Compartmentalization is not what God wants for us. God's dream for all people is wholeness of life, the kind of wholeness we see in Jesus Christ. An entity that is capable of wholeness but that is compartmentalized into different parts that don’t mesh and that don’t communicate with each other is broken. It is not fully realized or, to use the term for it from Jungian analysis, fully individuated. It is not, in other words, whole. It is not fully what it was created to be. So it is with humans who compartmentalize the way biblical literalists do and must. They are broken, they are not whole. They have not attained the abundant life that the Gospel of John tells us Jesus came to give us. Not that any of us attains that life fully of course. We are, after all, creatures not gods. Yet compartmentalizing our being so that our brains don’t communicate with our faith is a clear sign of brokenness. It must surely take a great deal of spiritual and emotional energy to maintain that compartmentalizing, energy that could be put to constructive not destructive uses. God calls us to wholeness of life. Biblical literalists put a significant obstacle toward getting there in their own paths, or at least they let some church leader put them there for them.

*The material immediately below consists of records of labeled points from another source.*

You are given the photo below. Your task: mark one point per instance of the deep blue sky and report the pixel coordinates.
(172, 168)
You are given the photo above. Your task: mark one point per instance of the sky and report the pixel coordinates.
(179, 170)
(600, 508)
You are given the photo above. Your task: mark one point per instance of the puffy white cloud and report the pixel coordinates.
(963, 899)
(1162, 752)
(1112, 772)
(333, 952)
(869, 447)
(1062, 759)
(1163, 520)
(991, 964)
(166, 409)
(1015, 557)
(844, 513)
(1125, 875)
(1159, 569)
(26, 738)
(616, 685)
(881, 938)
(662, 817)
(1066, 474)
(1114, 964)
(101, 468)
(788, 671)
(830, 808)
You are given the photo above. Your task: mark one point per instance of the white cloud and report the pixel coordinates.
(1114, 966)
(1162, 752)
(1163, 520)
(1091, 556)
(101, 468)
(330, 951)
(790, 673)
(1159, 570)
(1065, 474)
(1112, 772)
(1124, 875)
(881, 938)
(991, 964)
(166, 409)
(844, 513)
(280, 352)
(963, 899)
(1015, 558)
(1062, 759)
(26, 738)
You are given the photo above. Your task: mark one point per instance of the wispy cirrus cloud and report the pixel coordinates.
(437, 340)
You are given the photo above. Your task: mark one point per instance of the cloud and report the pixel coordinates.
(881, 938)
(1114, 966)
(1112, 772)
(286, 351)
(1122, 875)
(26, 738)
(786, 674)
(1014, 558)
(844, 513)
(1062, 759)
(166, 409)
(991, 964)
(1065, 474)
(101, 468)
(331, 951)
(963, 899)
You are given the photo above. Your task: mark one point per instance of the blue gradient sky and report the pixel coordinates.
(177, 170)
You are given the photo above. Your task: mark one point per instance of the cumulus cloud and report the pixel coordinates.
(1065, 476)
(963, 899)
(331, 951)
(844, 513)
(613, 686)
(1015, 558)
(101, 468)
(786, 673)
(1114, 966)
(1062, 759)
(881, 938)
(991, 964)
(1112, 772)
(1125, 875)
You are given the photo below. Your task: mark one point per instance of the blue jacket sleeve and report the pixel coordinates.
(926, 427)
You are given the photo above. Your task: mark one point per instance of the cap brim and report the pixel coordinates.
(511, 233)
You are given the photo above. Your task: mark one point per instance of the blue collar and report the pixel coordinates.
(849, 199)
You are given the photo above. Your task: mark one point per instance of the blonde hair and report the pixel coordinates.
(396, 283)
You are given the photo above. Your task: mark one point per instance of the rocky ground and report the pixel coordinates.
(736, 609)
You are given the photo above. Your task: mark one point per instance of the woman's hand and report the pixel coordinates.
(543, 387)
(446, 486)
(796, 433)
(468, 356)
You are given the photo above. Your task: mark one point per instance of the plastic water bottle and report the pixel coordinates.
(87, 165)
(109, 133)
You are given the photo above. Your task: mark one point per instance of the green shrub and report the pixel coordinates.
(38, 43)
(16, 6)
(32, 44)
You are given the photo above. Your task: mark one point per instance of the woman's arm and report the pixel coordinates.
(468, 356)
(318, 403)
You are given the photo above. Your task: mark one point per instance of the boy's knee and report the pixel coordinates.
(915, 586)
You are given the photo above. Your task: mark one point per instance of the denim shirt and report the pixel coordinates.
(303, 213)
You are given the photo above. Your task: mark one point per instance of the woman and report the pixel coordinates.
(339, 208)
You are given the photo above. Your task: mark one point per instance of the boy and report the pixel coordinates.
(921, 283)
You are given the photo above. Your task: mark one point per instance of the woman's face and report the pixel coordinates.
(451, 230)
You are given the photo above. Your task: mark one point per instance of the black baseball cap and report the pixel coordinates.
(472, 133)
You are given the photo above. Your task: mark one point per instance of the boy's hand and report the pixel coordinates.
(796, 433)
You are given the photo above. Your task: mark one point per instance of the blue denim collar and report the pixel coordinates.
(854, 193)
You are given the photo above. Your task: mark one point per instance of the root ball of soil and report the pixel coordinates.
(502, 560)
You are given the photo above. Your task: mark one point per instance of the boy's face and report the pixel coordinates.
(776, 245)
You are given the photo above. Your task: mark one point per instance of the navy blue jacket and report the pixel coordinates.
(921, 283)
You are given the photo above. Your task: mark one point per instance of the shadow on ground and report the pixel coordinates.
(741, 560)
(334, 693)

Faith doesn’t have to make us stupid, nor does it have to make us say stupid things. True faith never does. God gave us brains, and it simply isn’t possible that God doesn’t want us to use them. Any remotely properly functioning brain will know, if it bothers to know anything about it at all, that the Egyptian pyramids are the tombs of pharaohs. Whether or not they are also ancient power plants I can’t say, but they clearly are tombs and not granaries. Saying that they are granaries is stupid. An intelligent, in some ways perhaps even brilliant, person saying that they are is a sign of the worst kind of intellectual compartmentalization. I don’t hate Ben Carson, but I sure hope no one as spiritually broken as he seems to be doesn’t become President of the United States.



[1] Not everyone who thinks unorthodox things about the pyramids is a religious literalists like Carson is. I know a woman who thinks the pyramids aren’t tombs but what she calls “ancient power plants.” Whatever her reasons are for thinking that (and I couldn’t possibly tell you what they are), they aren’t grounded in biblical literalism.